Faccio una pausa inumidendomi le labbra, poi mi sposto leggermente il colletto della maglietta e gli indico una cicatrice sotto la clavicola. «Questa me l'ha fatta quando avevo quindici anni, me lo ricordo quel giorno. Non mi avevano preso nella squadra di calcio e quando sono ritornato a casa e glielo detto è andato su tutte le furie e...e lui ha spento il mozzicone della sigaretta su di me», sussurro con voce tremante. Gli indico anche la cicatrice che ho sopra il sopracciglio destro, che fortunatamente non si nota molto, eppure quando mi guardo allo specchio è la prima cosa che noto. «Questa è di qualche mese fa. Mi ha spaccato una bottiglia in faccia e mi sono pure beccato tre punti». Infine decido di alzare la maglietta all'altezza delle costole. «Questa me l'ha fatta la settimana scorsa, quando sono ritornato a casa da Bristol».
«Chase...» mi richiama piano Lando, sfiorandomi con la punta delle dita la ferita ancora violacea. Ansimo involontariamente e lui mi guarda, chiedendomi scusa.
«Se lo sapessero tutti, se ad esempio una vicina gli dicesse che mi ha visto baciare un ragazzo o se lo incontrassimo mentre passeggiamo mano nella mano, io credo che lui...che-», sospiro, non riuscendo nemmeno a finire la frase. Lando mi tira verso di sé, facendomi affondare il viso nel suo petto e abbracciandomi forte.
«Avresti dovuto dirmelo», mi sussurra. «Avrei potuto fare qualc-».
«Lando», lo interrompo io, alzando lo sguardo su di lui. «Ehi, non devi fare niente». Lui si alza dal divino, camminando fino alla finestra e rimanendo lì, appoggiato allo stipite.
«No Chase», mi dice con voce ferma, voltandosi verso di me. «Io non posso far finta di niente. Non posso partire e avere la costante paura che quando ritorno potrei trovarti all'ospedale. O peggio ancora!» esclama con una smorfia. Mi alzo a mia volta dal divano, avvicinandomi a lui e abbracciandolo da dietro: gli passo le braccia attorno e mi abbasso leggermente, appoggiando il mento contro la sua spalla. Lando sospira, chiudendo gli occhi e nel mentre appoggia una mano sulle mie, accarezzandomi piano le nocche.
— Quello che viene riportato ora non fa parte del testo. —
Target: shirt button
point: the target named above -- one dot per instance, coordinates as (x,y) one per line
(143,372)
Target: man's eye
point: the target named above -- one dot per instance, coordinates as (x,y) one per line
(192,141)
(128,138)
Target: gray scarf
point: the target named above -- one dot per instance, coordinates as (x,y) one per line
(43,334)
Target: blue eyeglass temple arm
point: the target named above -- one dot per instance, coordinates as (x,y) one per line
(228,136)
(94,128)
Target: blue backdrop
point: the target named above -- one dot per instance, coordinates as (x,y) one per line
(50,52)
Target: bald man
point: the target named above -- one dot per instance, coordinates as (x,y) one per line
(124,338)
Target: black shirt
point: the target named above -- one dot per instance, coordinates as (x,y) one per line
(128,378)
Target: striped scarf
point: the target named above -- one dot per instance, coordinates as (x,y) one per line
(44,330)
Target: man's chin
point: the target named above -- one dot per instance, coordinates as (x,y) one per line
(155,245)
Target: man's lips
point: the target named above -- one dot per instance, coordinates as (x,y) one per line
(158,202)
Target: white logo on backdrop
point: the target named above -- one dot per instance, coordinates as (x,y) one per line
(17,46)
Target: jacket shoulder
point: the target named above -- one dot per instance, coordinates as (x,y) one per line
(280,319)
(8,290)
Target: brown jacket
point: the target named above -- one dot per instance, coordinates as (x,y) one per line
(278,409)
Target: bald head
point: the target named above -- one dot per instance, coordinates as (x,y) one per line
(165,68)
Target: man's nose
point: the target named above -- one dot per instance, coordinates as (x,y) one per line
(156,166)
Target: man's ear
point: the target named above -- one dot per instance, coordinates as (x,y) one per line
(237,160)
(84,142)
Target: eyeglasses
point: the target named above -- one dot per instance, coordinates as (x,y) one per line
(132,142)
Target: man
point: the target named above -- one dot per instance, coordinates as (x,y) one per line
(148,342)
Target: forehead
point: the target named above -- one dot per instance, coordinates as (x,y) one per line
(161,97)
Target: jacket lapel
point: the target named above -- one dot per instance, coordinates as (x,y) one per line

«Se tutto questo è troppo per te, io lo capisco», sussurro. «Sono un tale casino...chi mai potrebbe volermi». Lando si rigira nel mio abbraccio, mettendomi le braccia attorno al collo e sollevandosi leggermente sulle punte dei piedi, così da riuscire ad appoggiare la fronte alla mia.
«Io ti voglio», mi fa sapere appoggiando le labbra contro la mia guancia e strusciandole sempre più in basso, fino ad arrivare alla clavicola. Mi sposta la maglietta e mi lascia un bacio sulla cicatrice. Poi le sue labbra risalgono, si fermano un secondo soltanto contro l'angolo della mia bocca e poi vanno a lasciare un altro bacio sulla cicatrice sopra al sopracciglio. I miei occhi seguono velocemente ogni suo movimento e le mie mani, contro ogni mio permesso, si posano contro il suo collo, fermandolo di colpo. Ci guardiamo negli occhi, ci capiamo al volo e le nostre labbra si attirano come magneti di segno opposto. Gli piego leggermente la testa, seguendolo nei movimenti, anche se i miei sono più timidi. Le sue mani risalgono dai miei fianchi, sotto maglietta, fino a raggiungere la mia schiena. Un brivido mi attraversa perché ha le mani fredde e non riesco a fare a meno di lasciarmi sfuggire un gemito. Il bacio continua comunque, e nel mentre lui mi spinge all'indietro, facendomi così aderire contro il muro.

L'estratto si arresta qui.